If war comes instead, it is as likely as not to strike first in eastern Ukraine, where the pro-Russia separatists have been in control since 2014. In Russia, across the border, more than 100,000 troops are gathering, and thousands more are going into position for what Russia says are military exercises on Ukraine’s border to the north with Belarus.
Moscow denies it is planning an assault, but the United States and its NATO allies are preparing for a possible war, bolstering their presence in the Baltics and putting 8,500 American troops on higher alert for potential deployment to Europe. Britain and the U.S. have sent multiple planeloads of weapons to Ukraine.
Ukrainian officials have accepted the help but found themselves on the sidelines of several rounds of high-stakes diplomacy that so far have not yielded a breakthrough. “Nothing about Ukraine without Ukraine,” U.S. Secretary of State Antony Blinken said early this month after one such meeting.
But Ukraine's president was left to fume on Twitter last week when Biden mused aloud about how to respond to a “minor incursion.”
“We want to remind the great powers that there are no minor incursions and small nations.

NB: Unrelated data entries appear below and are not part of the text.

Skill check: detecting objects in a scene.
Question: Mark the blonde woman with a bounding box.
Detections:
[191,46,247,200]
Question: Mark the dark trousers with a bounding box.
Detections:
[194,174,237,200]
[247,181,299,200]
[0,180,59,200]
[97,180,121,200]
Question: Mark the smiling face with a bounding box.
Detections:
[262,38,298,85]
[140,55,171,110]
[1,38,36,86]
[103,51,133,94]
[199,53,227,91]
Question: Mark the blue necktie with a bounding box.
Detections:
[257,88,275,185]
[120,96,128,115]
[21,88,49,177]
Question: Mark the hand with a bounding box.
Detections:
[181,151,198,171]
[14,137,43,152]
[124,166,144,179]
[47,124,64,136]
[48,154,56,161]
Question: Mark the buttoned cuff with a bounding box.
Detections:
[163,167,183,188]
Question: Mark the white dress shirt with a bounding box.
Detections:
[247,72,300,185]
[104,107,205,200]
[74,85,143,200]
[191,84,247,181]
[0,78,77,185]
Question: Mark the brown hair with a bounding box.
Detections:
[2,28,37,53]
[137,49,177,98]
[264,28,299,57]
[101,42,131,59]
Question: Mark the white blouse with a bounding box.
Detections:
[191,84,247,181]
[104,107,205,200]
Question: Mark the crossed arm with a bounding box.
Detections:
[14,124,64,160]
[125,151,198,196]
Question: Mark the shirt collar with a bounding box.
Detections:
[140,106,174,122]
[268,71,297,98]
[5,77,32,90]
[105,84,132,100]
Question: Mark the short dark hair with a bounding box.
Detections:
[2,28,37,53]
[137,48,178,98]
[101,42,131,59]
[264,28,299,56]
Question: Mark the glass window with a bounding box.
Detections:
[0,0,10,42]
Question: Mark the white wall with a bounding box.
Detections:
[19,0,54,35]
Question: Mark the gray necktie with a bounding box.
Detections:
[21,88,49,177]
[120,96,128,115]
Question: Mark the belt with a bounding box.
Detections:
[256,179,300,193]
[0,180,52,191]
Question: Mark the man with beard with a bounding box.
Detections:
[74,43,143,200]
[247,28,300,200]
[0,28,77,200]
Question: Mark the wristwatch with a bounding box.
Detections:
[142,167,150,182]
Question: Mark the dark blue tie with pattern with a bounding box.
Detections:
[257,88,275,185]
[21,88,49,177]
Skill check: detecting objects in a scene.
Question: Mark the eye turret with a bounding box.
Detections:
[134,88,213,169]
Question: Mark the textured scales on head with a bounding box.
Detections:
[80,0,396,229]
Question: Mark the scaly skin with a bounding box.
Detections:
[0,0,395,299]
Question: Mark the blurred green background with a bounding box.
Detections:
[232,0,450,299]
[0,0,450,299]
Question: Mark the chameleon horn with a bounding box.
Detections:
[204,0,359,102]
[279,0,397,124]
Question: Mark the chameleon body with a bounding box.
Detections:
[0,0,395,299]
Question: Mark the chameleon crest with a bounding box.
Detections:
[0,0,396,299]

Just as there are no minor casualties and little grief from the loss of loved ones,” President Volodymyr Zelenskyy wrote.
On Monday, the White House summoned European leaders, including NATO’s secretary-general, to a videoconference about Ukraine to discuss U.S. ideas on how to respond to Russia’s demands.
“We have shared those ideas with our European allies and partners. We are taking their feedback. We are incorporating that feedback into the written response,” U.S. State Department spokesman Ned Price said.
Ukraine wasn’t invited to the videoconference, but American officials said their feedback was also key.
Ukrainian and Russian representatives met Wednesday in Paris to discuss the prospects for a stalled 2015 peace deal brokered by France and Germany to end the conflict in eastern Ukraine. The meeting went longer than expected and ended with agreement to meet again — in Berlin.
If Ukraine sometimes seems to be an afterthought for the powerful countries deciding its fate, the country's east is even farther from the centers of power.
In Vesele, a separatist area in the eastern Donetsk region, little has changed since the fighting in 2014. Signs still warn about minefields. Concrete block buildings have only crumbled further in the years since they were shelled, and no one has come to tow away the cars hastily abandoned under gunfire.
“There is practically no one here, because everything is broken. There is light, gas, water supply, but there is no life,” said Vladimir, a local man who refused to give his last name. He estimated Ukrainian troops were about a kilometer (half-mile) away, and he wanted them gone so people could decide their own fates.
“If they would completely leave and liberate” the Donbas region in eastern Ukraine, "then we could decide. I think nobody wants (to be a part of) Ukraine here,” he said.
But he, like most in the east, believed those decisions were in someone else's hands.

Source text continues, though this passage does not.